Reportedly, near-drowning ARDS cases typically worsen twice during their courses. This worsening is designated as secondary drowning and is said to result from alveolar surfactant inactivation or damage to surfactant-producing cells [13]. Two lessons from this case are that (1) secondary drowning can be a life-threatening phenomenon, and (2) veno-venous ECMO can be a treatment tool of choice under such circumstances. However, several conditions such as pneumonia, ventilator-associated lung injury (VALI), oxygen toxicity, and pleural effusion should be assessed when ECMO introduction is considered [1]. Furthermore, in our case, ARDS improved once but worsened again within the first week. Therefore, we recommend that, in near-drowning ARDS cases, not to extubate even when respiratory conditions are apparently improved in the first several days [2].

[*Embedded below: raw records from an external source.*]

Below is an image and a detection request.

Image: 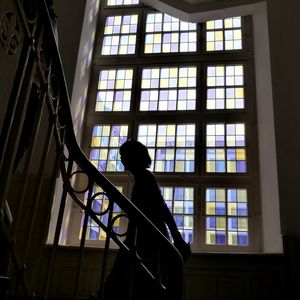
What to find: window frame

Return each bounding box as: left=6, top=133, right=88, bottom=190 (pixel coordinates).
left=72, top=1, right=261, bottom=252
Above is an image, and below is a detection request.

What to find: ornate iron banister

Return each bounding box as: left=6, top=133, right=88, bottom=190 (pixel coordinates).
left=36, top=1, right=182, bottom=300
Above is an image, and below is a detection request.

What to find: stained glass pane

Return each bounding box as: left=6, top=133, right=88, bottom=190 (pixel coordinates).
left=144, top=13, right=197, bottom=53
left=206, top=123, right=246, bottom=173
left=95, top=69, right=133, bottom=111
left=101, top=15, right=138, bottom=55
left=206, top=17, right=243, bottom=51
left=205, top=188, right=249, bottom=246
left=90, top=125, right=128, bottom=172
left=206, top=65, right=245, bottom=110
left=140, top=67, right=197, bottom=111
left=138, top=124, right=195, bottom=173
left=79, top=186, right=123, bottom=240
left=161, top=186, right=194, bottom=243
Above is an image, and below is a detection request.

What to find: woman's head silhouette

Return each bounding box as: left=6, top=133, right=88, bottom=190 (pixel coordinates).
left=120, top=139, right=151, bottom=171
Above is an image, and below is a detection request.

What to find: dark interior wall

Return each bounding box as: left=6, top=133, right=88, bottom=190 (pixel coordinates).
left=55, top=0, right=86, bottom=95
left=268, top=0, right=300, bottom=235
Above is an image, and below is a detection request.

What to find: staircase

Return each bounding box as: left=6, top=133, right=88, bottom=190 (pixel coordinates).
left=0, top=0, right=182, bottom=300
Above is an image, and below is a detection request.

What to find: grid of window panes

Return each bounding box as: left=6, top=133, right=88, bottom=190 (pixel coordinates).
left=138, top=124, right=196, bottom=173
left=144, top=12, right=197, bottom=54
left=101, top=15, right=138, bottom=55
left=140, top=66, right=197, bottom=111
left=206, top=65, right=245, bottom=110
left=205, top=187, right=249, bottom=246
left=89, top=125, right=128, bottom=172
left=95, top=69, right=133, bottom=111
left=84, top=0, right=253, bottom=250
left=79, top=186, right=123, bottom=241
left=206, top=123, right=246, bottom=173
left=107, top=0, right=139, bottom=6
left=206, top=17, right=242, bottom=51
left=161, top=186, right=194, bottom=243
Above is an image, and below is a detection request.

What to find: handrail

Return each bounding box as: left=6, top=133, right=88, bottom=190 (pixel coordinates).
left=38, top=1, right=183, bottom=300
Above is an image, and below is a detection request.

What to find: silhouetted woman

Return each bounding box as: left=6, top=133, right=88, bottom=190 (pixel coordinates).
left=105, top=140, right=190, bottom=300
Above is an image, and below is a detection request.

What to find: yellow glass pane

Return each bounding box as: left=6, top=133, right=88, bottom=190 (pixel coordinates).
left=216, top=149, right=225, bottom=160
left=206, top=42, right=215, bottom=51
left=91, top=137, right=100, bottom=147
left=216, top=217, right=226, bottom=230
left=205, top=202, right=216, bottom=215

Second, near-drowning ARDS can be a good indication for ECMO, but cases using ECMO for near-drowning ARDS are rarely reported. In addition, in most such cases, ECMO was performed within the first week. No cases were reported in which ECMO was effective even when the initiation was late, as in our case, probably because most physicians believe that it is futile to start ECMO in secondary drowning ARDS because changes in the lungs are apparently irreversible in this phase (Fig. 2). It is particularly important to have a multi-disciplinary team discussion related to the indication of ECMO among intensivists, perfusionists, and cardiothoracic surgeons. According to current guidelines [46], ECMO initiation 7 or more days after near-drowning is relative contraindication based on recent studies [79], which have reported that not only a primary cause of ARDS but also VALI because of high PEEP or high FiO2 causes irreversible lung damage in the late phase. However, considering our patient’s clinical course, which includes ECMO support 14 days after near-drowning episode, we emphasize that secondary drowning can be treated if lung-protective ventilation is performed appropriately using ECMO support. ECMO support enables lung-protective ventilation which helps to avoid further lung damage due to high PEEP or high pressure support and gives the patient time to recover from initial lung damage. This hypothesis is supported by our patient’s changes in chest X-ray during ECMO support and lung compliance reduction before and after ECMO support. Consequently, it is necessary for ICU physicians to consider ECMO as a treatment option, even in cases of secondary drowning ARDS, as described herein, which are seemingly quite severe (Fig. 3).

Fig. 2
figure 2

Chest X-rays of each time

Fig. 3
figure 3

Chest plain CT before and after ECMO

ECMO devices: Blood pump: Rotaflow centrifugal pump (MAQUET), Artificial lung: Biocube 6000 (NIPRO), Cannulas: DVFEM 20Fr and 24 Fr (Edwards Lifesciences).